We Didn’t Recognize the Danger, 15 x 12 x 16 inches, wire, metal frame, wool, rigid foam, felt, cloth tape, reed, ©2023 Eve Jacobs-Carnahan
Combining Metal Work with Fiber Art in Unexpected Ways
Refusing to conform to stereotypes
To me, being a feminist teenager in the 1970’s meant not conforming to gender stereotypes. While I loved knitting and other textile-based crafts (and still do), I rebelled against the assumption that girls would take home economics (sewing, cooking) and boys would take woodshop and mechanics classes in school. So, in my senior year of high school, I elected to take small engine tech.
This took a bit of daring. I was an honors student, filling my course load with the most difficult academic classes available. In four years of high school, I hadn’t even ventured into the wing of the building where the shop was located. Small engine tech was outside my wheelhouse in more ways than one.
Unsurprisingly, I was the only girl in the class. I hardly knew the other students. Most were future car mechanics. There was one guy I knew from my other classes, and from the fact that he was the star of the track team.
This was a hands-on class. The goal was to learn how a small engine works; our project was to take apart and re-assemble a gas-powered lawn mower.
Supplies on my workbench in a January workshop at North Country Studio Workshops, Bennington VT.
We worked in pairs, and my partner was the track star. While I knew all the answers on the quizzes as to the parts of the engine and the calculations of the fuel-oxygen ratio for combustion, it was an open question whether I would be able to put together an engine. I think the whole class, even the teacher, was mildly surprised when my partner and I succeeded. There was outright astonishment when we pulled the cord and the engine actually started!

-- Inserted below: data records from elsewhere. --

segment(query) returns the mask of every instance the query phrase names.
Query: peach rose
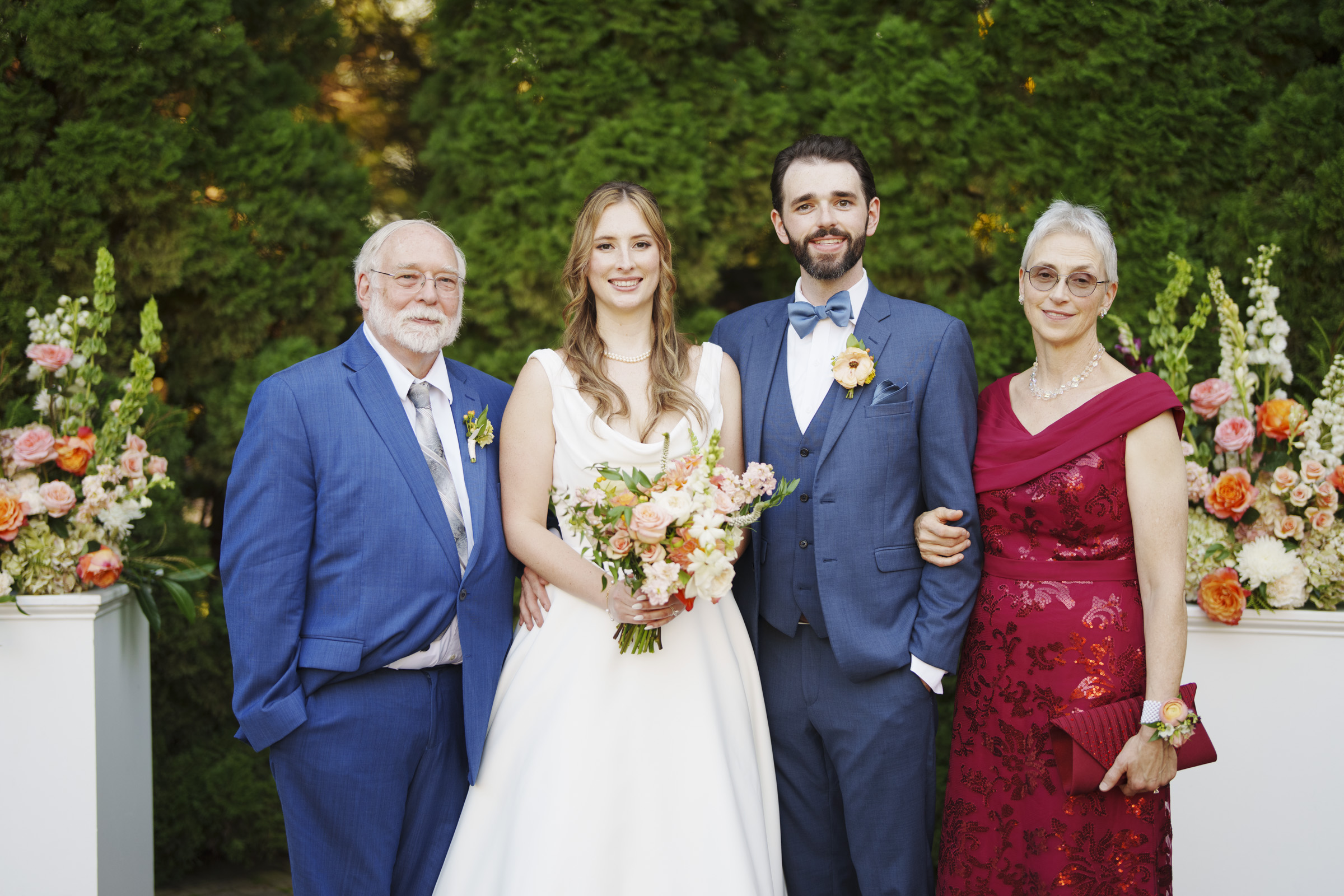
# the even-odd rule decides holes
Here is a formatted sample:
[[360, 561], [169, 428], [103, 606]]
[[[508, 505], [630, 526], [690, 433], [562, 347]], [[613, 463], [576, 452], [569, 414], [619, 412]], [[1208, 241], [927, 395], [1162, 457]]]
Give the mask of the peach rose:
[[1230, 416], [1214, 430], [1214, 442], [1224, 451], [1245, 451], [1255, 441], [1255, 424], [1245, 416]]
[[1274, 535], [1281, 539], [1301, 539], [1306, 531], [1306, 524], [1300, 516], [1284, 516], [1274, 523]]
[[855, 390], [867, 386], [876, 375], [876, 368], [872, 365], [868, 349], [847, 348], [836, 355], [831, 372], [835, 373], [836, 383], [840, 383], [843, 388]]
[[75, 435], [62, 435], [56, 439], [56, 466], [66, 473], [83, 476], [97, 443], [98, 437], [87, 426], [81, 426]]
[[38, 489], [38, 494], [42, 496], [42, 502], [47, 505], [48, 516], [65, 516], [75, 505], [75, 490], [60, 480], [44, 482]]
[[38, 343], [36, 345], [30, 345], [24, 355], [36, 361], [38, 367], [48, 372], [59, 371], [70, 363], [71, 357], [75, 356], [74, 349], [66, 348], [65, 345], [52, 345], [51, 343]]
[[1255, 408], [1255, 431], [1275, 442], [1297, 435], [1305, 422], [1306, 408], [1290, 398], [1270, 399]]
[[28, 516], [23, 512], [23, 501], [8, 492], [0, 492], [0, 539], [13, 541], [27, 521]]
[[1204, 509], [1219, 520], [1231, 519], [1241, 523], [1258, 496], [1259, 489], [1251, 485], [1251, 474], [1245, 467], [1234, 466], [1208, 486], [1208, 494], [1204, 496]]
[[75, 564], [75, 575], [85, 584], [106, 588], [121, 578], [121, 557], [103, 544], [97, 551], [79, 557], [79, 563]]
[[1236, 390], [1231, 383], [1214, 377], [1189, 387], [1189, 404], [1196, 414], [1208, 420], [1235, 394]]
[[1273, 484], [1269, 486], [1269, 490], [1274, 494], [1282, 494], [1294, 485], [1297, 485], [1297, 473], [1290, 466], [1281, 466], [1274, 470]]
[[1223, 567], [1199, 580], [1196, 603], [1214, 622], [1234, 626], [1242, 621], [1242, 613], [1246, 611], [1246, 598], [1250, 594], [1236, 578], [1236, 570]]
[[56, 459], [56, 438], [46, 426], [30, 426], [13, 441], [13, 465], [20, 470]]

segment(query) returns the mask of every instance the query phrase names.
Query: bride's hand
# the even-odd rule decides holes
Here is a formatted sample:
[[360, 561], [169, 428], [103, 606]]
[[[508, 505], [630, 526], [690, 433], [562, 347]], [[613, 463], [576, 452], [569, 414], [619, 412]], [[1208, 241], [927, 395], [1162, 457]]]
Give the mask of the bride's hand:
[[669, 599], [660, 607], [649, 603], [642, 595], [630, 594], [630, 588], [624, 582], [618, 582], [606, 590], [607, 607], [617, 622], [644, 625], [659, 629], [681, 614], [681, 603], [676, 598]]
[[950, 567], [961, 563], [962, 551], [970, 547], [970, 533], [956, 525], [962, 517], [961, 510], [948, 508], [934, 508], [925, 510], [915, 519], [915, 543], [919, 545], [919, 556], [926, 563], [939, 567]]

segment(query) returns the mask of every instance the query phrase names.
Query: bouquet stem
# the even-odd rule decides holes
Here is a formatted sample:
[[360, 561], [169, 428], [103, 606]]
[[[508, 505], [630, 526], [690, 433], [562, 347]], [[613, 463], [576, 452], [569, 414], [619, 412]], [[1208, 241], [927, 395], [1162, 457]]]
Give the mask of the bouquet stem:
[[621, 645], [621, 653], [653, 653], [663, 649], [663, 629], [646, 629], [634, 622], [616, 626], [612, 639]]

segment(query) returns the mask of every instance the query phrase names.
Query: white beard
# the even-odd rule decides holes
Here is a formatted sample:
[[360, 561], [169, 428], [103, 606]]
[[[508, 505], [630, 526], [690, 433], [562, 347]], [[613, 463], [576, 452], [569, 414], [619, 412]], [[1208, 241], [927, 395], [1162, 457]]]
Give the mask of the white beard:
[[[413, 321], [414, 317], [434, 318], [434, 324], [426, 325]], [[368, 310], [364, 320], [379, 339], [390, 339], [409, 352], [429, 355], [441, 352], [446, 345], [452, 345], [457, 339], [457, 332], [462, 328], [462, 305], [458, 302], [457, 314], [449, 317], [437, 308], [429, 308], [419, 302], [413, 302], [392, 314], [392, 310], [383, 301], [383, 296], [376, 293], [370, 296]]]

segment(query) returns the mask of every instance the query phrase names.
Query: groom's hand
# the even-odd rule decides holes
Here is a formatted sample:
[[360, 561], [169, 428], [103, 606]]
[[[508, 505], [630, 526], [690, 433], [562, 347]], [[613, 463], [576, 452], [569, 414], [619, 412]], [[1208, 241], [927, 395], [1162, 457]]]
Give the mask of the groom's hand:
[[915, 519], [915, 543], [919, 545], [919, 556], [926, 563], [939, 567], [950, 567], [961, 563], [962, 552], [970, 547], [970, 533], [956, 525], [962, 517], [961, 510], [948, 508], [934, 508], [925, 510]]
[[532, 567], [523, 567], [523, 596], [517, 602], [517, 618], [531, 631], [534, 625], [542, 625], [546, 618], [542, 610], [550, 613], [551, 595], [546, 592], [546, 579], [536, 575]]

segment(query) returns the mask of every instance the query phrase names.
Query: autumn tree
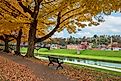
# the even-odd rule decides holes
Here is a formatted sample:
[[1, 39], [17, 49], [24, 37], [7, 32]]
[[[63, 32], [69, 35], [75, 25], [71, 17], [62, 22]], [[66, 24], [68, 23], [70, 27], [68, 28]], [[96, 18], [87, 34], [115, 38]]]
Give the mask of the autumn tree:
[[[99, 22], [104, 21], [100, 14], [110, 15], [111, 12], [121, 10], [120, 0], [9, 0], [10, 2], [15, 2], [17, 10], [24, 13], [19, 13], [16, 17], [23, 14], [30, 23], [28, 57], [34, 56], [36, 42], [51, 37], [56, 31], [66, 28], [69, 33], [76, 33], [78, 27], [99, 25]], [[38, 36], [37, 31], [45, 32]]]

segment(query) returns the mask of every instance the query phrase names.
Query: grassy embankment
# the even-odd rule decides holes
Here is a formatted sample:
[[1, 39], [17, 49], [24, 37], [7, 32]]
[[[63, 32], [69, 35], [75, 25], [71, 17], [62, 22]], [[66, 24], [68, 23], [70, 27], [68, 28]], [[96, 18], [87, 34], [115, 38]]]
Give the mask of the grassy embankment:
[[[26, 51], [27, 48], [21, 48], [21, 52], [26, 52]], [[37, 50], [35, 50], [35, 53], [37, 53]], [[38, 54], [121, 62], [121, 51], [83, 50], [80, 52], [80, 54], [77, 54], [77, 50], [69, 50], [69, 49], [47, 50], [45, 48], [42, 48], [38, 50]]]

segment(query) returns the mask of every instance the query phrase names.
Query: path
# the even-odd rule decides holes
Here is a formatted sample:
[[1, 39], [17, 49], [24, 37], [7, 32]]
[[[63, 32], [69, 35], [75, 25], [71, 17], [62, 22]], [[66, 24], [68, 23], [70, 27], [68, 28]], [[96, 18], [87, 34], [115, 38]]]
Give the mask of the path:
[[67, 76], [56, 74], [55, 72], [57, 70], [52, 67], [48, 67], [47, 65], [34, 63], [23, 57], [13, 56], [2, 52], [0, 52], [0, 56], [11, 59], [16, 63], [26, 65], [34, 72], [35, 75], [37, 75], [37, 77], [42, 78], [44, 81], [75, 81], [68, 79]]

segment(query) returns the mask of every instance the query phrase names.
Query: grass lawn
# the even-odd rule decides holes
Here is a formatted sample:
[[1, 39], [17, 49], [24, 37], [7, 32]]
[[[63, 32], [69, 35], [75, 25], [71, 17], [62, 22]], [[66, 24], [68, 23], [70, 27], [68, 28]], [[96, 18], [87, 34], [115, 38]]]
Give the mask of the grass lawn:
[[[26, 51], [27, 48], [21, 48], [21, 52], [26, 52]], [[37, 53], [37, 50], [35, 50], [35, 53]], [[121, 62], [121, 51], [83, 50], [80, 52], [80, 54], [77, 54], [76, 50], [69, 50], [69, 49], [47, 50], [45, 48], [42, 48], [38, 51], [38, 54]]]

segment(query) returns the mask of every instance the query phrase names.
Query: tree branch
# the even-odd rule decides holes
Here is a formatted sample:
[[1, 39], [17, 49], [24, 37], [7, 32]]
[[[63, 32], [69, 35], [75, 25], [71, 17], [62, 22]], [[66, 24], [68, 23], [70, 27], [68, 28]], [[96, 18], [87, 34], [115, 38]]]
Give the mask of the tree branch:
[[21, 0], [17, 0], [17, 1], [18, 1], [19, 5], [23, 8], [24, 12], [28, 12], [31, 15], [31, 17], [32, 17], [34, 13], [29, 8], [27, 8], [26, 6], [24, 6], [22, 4]]

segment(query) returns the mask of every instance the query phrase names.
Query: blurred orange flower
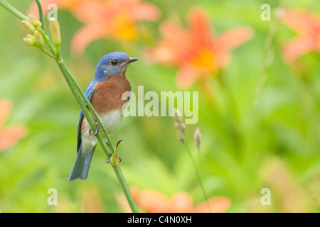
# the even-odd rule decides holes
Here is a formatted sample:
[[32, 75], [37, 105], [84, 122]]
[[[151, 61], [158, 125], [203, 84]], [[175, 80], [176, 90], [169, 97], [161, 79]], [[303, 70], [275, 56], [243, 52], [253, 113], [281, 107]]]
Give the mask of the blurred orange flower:
[[189, 87], [203, 76], [215, 74], [230, 62], [229, 53], [251, 38], [252, 29], [244, 26], [223, 33], [211, 33], [208, 13], [200, 7], [191, 10], [187, 16], [187, 30], [171, 21], [160, 27], [162, 38], [154, 48], [145, 51], [151, 62], [179, 68], [176, 83], [181, 88]]
[[4, 127], [11, 109], [12, 102], [10, 100], [0, 100], [0, 152], [14, 145], [26, 134], [26, 128], [23, 126]]
[[[164, 194], [152, 190], [139, 191], [131, 188], [130, 192], [138, 208], [146, 213], [208, 213], [209, 207], [206, 201], [193, 205], [190, 195], [186, 192], [179, 192], [171, 199]], [[118, 196], [118, 203], [126, 212], [131, 210], [123, 194]], [[209, 199], [211, 211], [213, 213], [225, 212], [231, 206], [229, 199], [215, 196]]]
[[[51, 0], [42, 1], [44, 13], [52, 3]], [[161, 15], [156, 6], [140, 0], [58, 0], [54, 4], [84, 23], [71, 42], [71, 51], [75, 54], [82, 53], [91, 42], [100, 38], [133, 40], [137, 35], [137, 22], [155, 21]], [[38, 15], [35, 3], [29, 13]]]
[[283, 57], [292, 62], [311, 51], [320, 52], [320, 16], [306, 10], [289, 10], [284, 12], [282, 22], [298, 33], [285, 47]]

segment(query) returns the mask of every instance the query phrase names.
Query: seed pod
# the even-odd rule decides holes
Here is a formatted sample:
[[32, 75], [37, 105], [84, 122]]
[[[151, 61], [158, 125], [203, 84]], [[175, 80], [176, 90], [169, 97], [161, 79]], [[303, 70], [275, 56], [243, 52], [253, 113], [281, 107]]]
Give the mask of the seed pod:
[[34, 15], [29, 14], [28, 17], [33, 26], [35, 26], [36, 28], [41, 28], [42, 23], [39, 20], [38, 20], [37, 18], [34, 16]]
[[198, 150], [200, 150], [200, 145], [201, 144], [201, 133], [200, 132], [199, 128], [196, 128], [194, 132], [194, 144]]
[[52, 18], [50, 20], [50, 32], [51, 33], [52, 41], [56, 47], [59, 47], [61, 44], [61, 35], [60, 32], [60, 26], [55, 18]]
[[40, 47], [43, 45], [43, 37], [42, 37], [42, 34], [38, 31], [34, 32], [34, 41]]
[[21, 21], [21, 24], [28, 31], [33, 34], [36, 28], [30, 22], [23, 20]]
[[31, 38], [23, 38], [23, 42], [28, 45], [34, 45], [34, 41]]

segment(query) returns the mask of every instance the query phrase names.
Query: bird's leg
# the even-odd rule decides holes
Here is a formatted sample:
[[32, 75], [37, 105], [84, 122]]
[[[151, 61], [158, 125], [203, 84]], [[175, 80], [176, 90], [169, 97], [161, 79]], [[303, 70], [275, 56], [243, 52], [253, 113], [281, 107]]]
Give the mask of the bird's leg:
[[95, 132], [94, 132], [92, 129], [90, 130], [90, 135], [93, 135], [93, 136], [97, 135], [97, 133], [100, 131], [100, 126], [97, 122], [95, 122], [95, 126], [96, 126]]

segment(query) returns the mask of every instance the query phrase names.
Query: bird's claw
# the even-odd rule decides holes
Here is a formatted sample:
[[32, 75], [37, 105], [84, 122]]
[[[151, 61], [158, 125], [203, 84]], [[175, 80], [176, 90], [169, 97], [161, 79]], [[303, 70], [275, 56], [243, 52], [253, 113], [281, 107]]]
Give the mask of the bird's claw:
[[96, 126], [95, 132], [94, 132], [92, 129], [90, 130], [90, 135], [93, 135], [93, 136], [97, 135], [97, 133], [100, 131], [100, 126], [99, 125], [99, 123], [96, 122], [95, 125]]

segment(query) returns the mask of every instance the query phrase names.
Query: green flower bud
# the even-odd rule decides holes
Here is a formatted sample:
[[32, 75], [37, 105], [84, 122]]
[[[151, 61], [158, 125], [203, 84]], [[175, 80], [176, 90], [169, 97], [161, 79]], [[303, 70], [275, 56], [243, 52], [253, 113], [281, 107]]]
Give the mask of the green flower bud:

Taking a workshop on wire and sheet metal to expand my art skills
I thought back to this class when I signed up for a sculpture workshop on wire and sheet metal fabrication this past January. Unlike my high school shop class, the workshop leader was a woman sculptor and all the students, except one, were women.
I’m always eager to learn more ways to make three-dimensional shapes and armatures. I like repurposing found objects so as not to be wasteful of materials and to add layers of meaning to my sculptures. To accomplish this, I have to know how to adapt and attach disparate objects to each other.
Pam Brown, the sculptor who led the workshop, demonstrated some easy methods to join pieces of metal. Oddly enough, some of these are really textile techniques executed with wire. Think of punching holes in metal with an awl, threading it with wire and twisting in place.
The workshop gave me the chance to try out several types of wire and some new tools. After the workshop I explored the local hardware and tool supply stores, looking for steel wire. I quickly put these new skills into practice. I joined metal tins with wire and secured them to the underside of a metal tray in my sculpture Lobby Disturbance. Drawing on my workshop experience, I fashioned a metal wedge to help position the tray on an angle. The hidden wedge solved a lot of problems constructing the base of the sculpture.
Lobby Disturbance (detail) showing hidden wedge to position sculptural elements. See the full sculpture here.
Combining fiber art and metal work in unexpected ways
I am currently working on a series of sculptures integrating bent wire shapes into the framework of the piece. The structures call to mind bird cages and decorative iron fences. I experimented with several gauges of annealed steel wire in the workshop, so I knew how they would respond to bending. I’m gaining some control over the material as I learn to shape it to fit my design.
I am enjoying the effect of juxtaposing hard metal lines with soft fluffy knitted birds. Perhaps that contrast is my teenaged self reasserting itself and rebelling against stereotypes. Fiber artists need not restrict themselves to yarn and fabric.
We Didn’t Recognize the Danger, 15 x 12 x 16 inches, wire, metal frame, wool, rigid foam, felt, cloth tape, reed. ©2023 Eve Jacobs-Carnahan.
Combining elements of hard and soft adds complexity to the sculpture. It is an unexpected combination that fills out the picture.
We Didn’t Recognize the Danger (detail) ©2023 Eve Jacobs-Carnahan.